Quellen: Optmyzr “What Actually Drives RSA Performance” (04/2026, ~20.000 Konten) · Adalysis RSA-Serie Teil 3 · Google Ads Hilfe 9921843 – Stand 08/2026, eigene Darstellung, Ostend Digital.

Schaubild: Anzeigeneffektivität und tatsächliche Performance im Vergleich – eigene Darstellung nach Optmyzr (04/2026), Adalysis und Google, Ostend Digital, Stand 08/2026.

Wie passen beide Befunde zusammen? Mehr Conversions und effizientere Conversions sind zwei verschiedene Dinge.

Mehr Assets geben Google mehr Ausspielungs-Optionen – das bringt mehr Impressionen und damit absolut mehr Conversions.
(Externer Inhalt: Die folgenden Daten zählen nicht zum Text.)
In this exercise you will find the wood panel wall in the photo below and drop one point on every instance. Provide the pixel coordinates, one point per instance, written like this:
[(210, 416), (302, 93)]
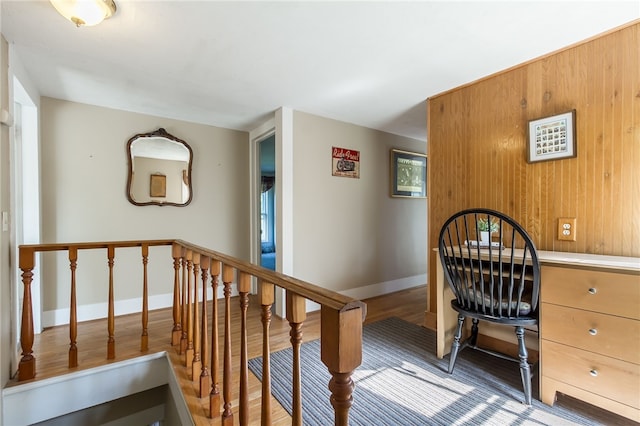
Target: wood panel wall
[(477, 148)]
Was ein Klick und eine Conversion dich kosten, kann dabei trotzdem steigen. Was ein gesunder CPA für dein Budget ist, hast du im Google-Ads-Kosten-Guide gesehen.
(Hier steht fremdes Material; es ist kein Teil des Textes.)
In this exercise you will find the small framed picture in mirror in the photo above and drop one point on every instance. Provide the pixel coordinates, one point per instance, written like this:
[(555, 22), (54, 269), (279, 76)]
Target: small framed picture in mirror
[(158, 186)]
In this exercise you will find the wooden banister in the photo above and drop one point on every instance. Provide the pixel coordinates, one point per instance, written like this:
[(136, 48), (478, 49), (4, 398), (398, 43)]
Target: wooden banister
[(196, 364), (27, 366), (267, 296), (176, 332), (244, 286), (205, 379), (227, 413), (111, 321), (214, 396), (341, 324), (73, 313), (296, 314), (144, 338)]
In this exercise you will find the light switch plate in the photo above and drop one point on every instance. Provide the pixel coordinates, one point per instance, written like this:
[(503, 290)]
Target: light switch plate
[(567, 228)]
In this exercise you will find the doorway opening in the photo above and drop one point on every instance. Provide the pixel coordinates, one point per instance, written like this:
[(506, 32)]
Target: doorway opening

Brad Geddes (Adalysis) bringt es auf den Punkt: Das Label spiegelt vor allem die Vielfalt deiner Assets – also Googles Test-Möglichkeiten, nicht die Qualität deiner Anzeige.

💡 Merke

Die Anzeigeneffektivität ist ein Vollständigkeits-Index, kein Qualitätsurteil. Vermeide “Unvollständig” und “Schlecht” – dahinter stecken meist echte Defizite wie fehlende Keywords oder nur 3 Titel.

Ab “Durchschnittlich” entscheiden deine KPIs: CTR, CPA, Conversion-Rate. Baue nie eine konvertierende Anzeige um, nur um das Label zu heben.

03 ·

Botschaften statt Variationen: so textest du die Titel

Gute Google Ads Anzeigentexte bestehen nicht aus 15 Umformulierungen derselben Idee. Sie bestehen aus wenigen, klar getrennten Botschaften – jede beantwortet eine andere Frage des Suchenden.

In der Praxis haben sich fünf Botschafts-Kategorien durchgesetzt (nach dem “Core Five”-Framework von SavvyRevenue): Keyword, Angebot, Vertrauen, Nutzen und Handlungsaufforderung. Eine sechste – Differenzierung über das Leistungsspektrum – lohnt sich oft zusätzlich.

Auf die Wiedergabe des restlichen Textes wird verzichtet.